Changqing Temple, Yunyang Temple and Dongfu Temple are well known Buddhist temples.

==Notable people==

- Li Tian
- Cai Shenxi, a general officer in the Chinese Workers' and Peasants' Red Army during the Chinese Civil War.
- Chen Mingren, a general in the People's Liberation Army.
- Cheng Qian, governor of Hunan.
- Cheng Xingling, politician.
- Geng Biao, Minister of Defense of the People's Republic of China.
- He Jian (Ho Chien), a native of Liling, was Nanjing's governor of Hunan during the time of the Kuomintang. He killed more than 20,000 peasants, students, and workers between April and June, 1927.

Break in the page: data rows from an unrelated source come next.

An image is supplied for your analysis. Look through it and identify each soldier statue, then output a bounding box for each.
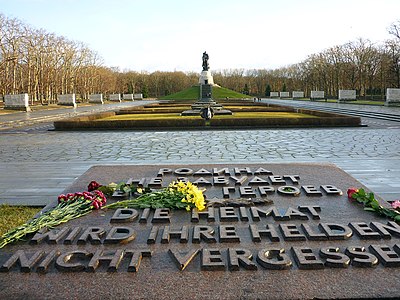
[203,51,210,71]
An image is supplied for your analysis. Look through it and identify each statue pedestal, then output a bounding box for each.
[199,71,214,85]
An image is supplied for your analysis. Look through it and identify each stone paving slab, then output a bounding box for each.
[0,101,400,205]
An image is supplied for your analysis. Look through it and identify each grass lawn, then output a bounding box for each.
[0,204,41,235]
[159,86,251,100]
[96,112,318,122]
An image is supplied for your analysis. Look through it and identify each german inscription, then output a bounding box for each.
[0,164,400,298]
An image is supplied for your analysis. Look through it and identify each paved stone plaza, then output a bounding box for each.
[0,102,400,205]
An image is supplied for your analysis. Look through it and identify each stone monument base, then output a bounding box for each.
[199,71,214,85]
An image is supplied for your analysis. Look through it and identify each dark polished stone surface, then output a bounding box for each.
[0,163,400,299]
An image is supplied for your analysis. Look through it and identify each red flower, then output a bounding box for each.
[92,201,100,209]
[57,194,67,202]
[391,200,400,209]
[347,188,358,200]
[88,180,101,192]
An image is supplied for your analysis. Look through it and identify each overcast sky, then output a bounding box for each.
[0,0,400,72]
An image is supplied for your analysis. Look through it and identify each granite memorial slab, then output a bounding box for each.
[4,94,31,111]
[338,90,357,102]
[310,91,325,100]
[292,91,304,99]
[133,93,143,100]
[269,92,279,98]
[122,94,133,101]
[279,92,290,98]
[385,89,400,106]
[0,163,400,299]
[57,94,76,107]
[108,94,121,102]
[89,94,104,104]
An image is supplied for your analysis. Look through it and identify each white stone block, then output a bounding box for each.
[279,92,290,98]
[109,94,121,102]
[133,94,143,100]
[310,91,325,99]
[385,89,400,106]
[4,94,31,111]
[89,94,104,104]
[122,94,133,101]
[199,71,214,85]
[339,90,357,101]
[292,91,304,99]
[57,94,76,107]
[269,92,279,98]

- Li Lisan, an early leader of the Chinese communists, and the top leader of the Chinese Communist Party from 1928 to 1930, member of the Politburo, and later a member of the Central Committee.

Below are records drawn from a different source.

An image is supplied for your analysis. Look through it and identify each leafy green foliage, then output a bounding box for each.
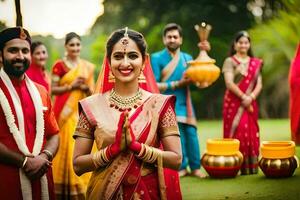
[250,7,300,117]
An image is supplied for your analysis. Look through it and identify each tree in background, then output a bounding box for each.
[250,0,300,117]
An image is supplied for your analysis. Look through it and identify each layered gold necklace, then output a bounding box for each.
[109,89,142,112]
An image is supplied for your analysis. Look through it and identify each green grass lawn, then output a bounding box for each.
[180,119,300,200]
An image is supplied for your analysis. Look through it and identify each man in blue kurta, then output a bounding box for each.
[151,23,205,178]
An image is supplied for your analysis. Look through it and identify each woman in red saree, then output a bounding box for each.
[289,44,300,145]
[52,32,94,200]
[26,41,51,93]
[222,31,262,174]
[73,28,181,200]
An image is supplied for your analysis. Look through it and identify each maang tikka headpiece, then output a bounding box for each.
[121,27,129,53]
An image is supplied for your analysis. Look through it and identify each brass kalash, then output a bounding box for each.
[186,22,220,88]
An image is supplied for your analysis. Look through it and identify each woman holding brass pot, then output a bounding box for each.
[222,31,263,175]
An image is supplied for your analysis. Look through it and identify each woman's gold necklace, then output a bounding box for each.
[109,89,142,112]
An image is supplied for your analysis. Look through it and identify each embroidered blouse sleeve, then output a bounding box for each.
[73,113,95,140]
[158,105,180,138]
[222,57,234,74]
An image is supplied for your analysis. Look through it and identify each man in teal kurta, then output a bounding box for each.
[151,23,205,177]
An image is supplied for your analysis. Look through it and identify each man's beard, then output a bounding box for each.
[2,57,30,78]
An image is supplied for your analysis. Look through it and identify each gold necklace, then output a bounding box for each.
[108,89,142,112]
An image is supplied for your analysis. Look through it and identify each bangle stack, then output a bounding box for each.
[137,144,162,163]
[92,147,109,168]
[171,81,179,90]
[22,157,28,169]
[66,85,73,91]
[42,149,53,161]
[250,92,256,100]
[241,94,247,100]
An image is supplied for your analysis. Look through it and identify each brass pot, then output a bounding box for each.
[259,141,298,178]
[201,139,243,178]
[259,156,298,178]
[201,153,243,178]
[186,22,220,88]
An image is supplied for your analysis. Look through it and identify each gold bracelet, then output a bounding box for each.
[92,147,110,168]
[241,94,247,100]
[250,92,256,100]
[42,149,53,161]
[22,157,28,168]
[66,85,73,91]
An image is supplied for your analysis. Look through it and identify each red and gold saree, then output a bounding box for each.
[80,59,181,200]
[53,60,94,199]
[223,57,262,174]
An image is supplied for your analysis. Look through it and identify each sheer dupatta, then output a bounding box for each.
[90,55,182,200]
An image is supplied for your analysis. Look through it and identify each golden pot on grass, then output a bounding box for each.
[186,22,220,88]
[201,139,243,178]
[259,141,299,178]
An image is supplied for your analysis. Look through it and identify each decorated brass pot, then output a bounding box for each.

- Peng Daoru, electronics expert.
- Song Shilun, a general in the People's Liberation Army.
- Tang Fei-fan, a medical microbiologist best known for culturing the Chlamydia trachomatis agent in the yolk sacs of eggs.
- Yang Dezhi, a general in the People's Liberation Army.
- Yang Mingzhu, mathematician.
- Zhang Yousong, translator.
- Zhang Zemin, scientist.
- Zuo Quan, a military officer in the Eighth Route Army.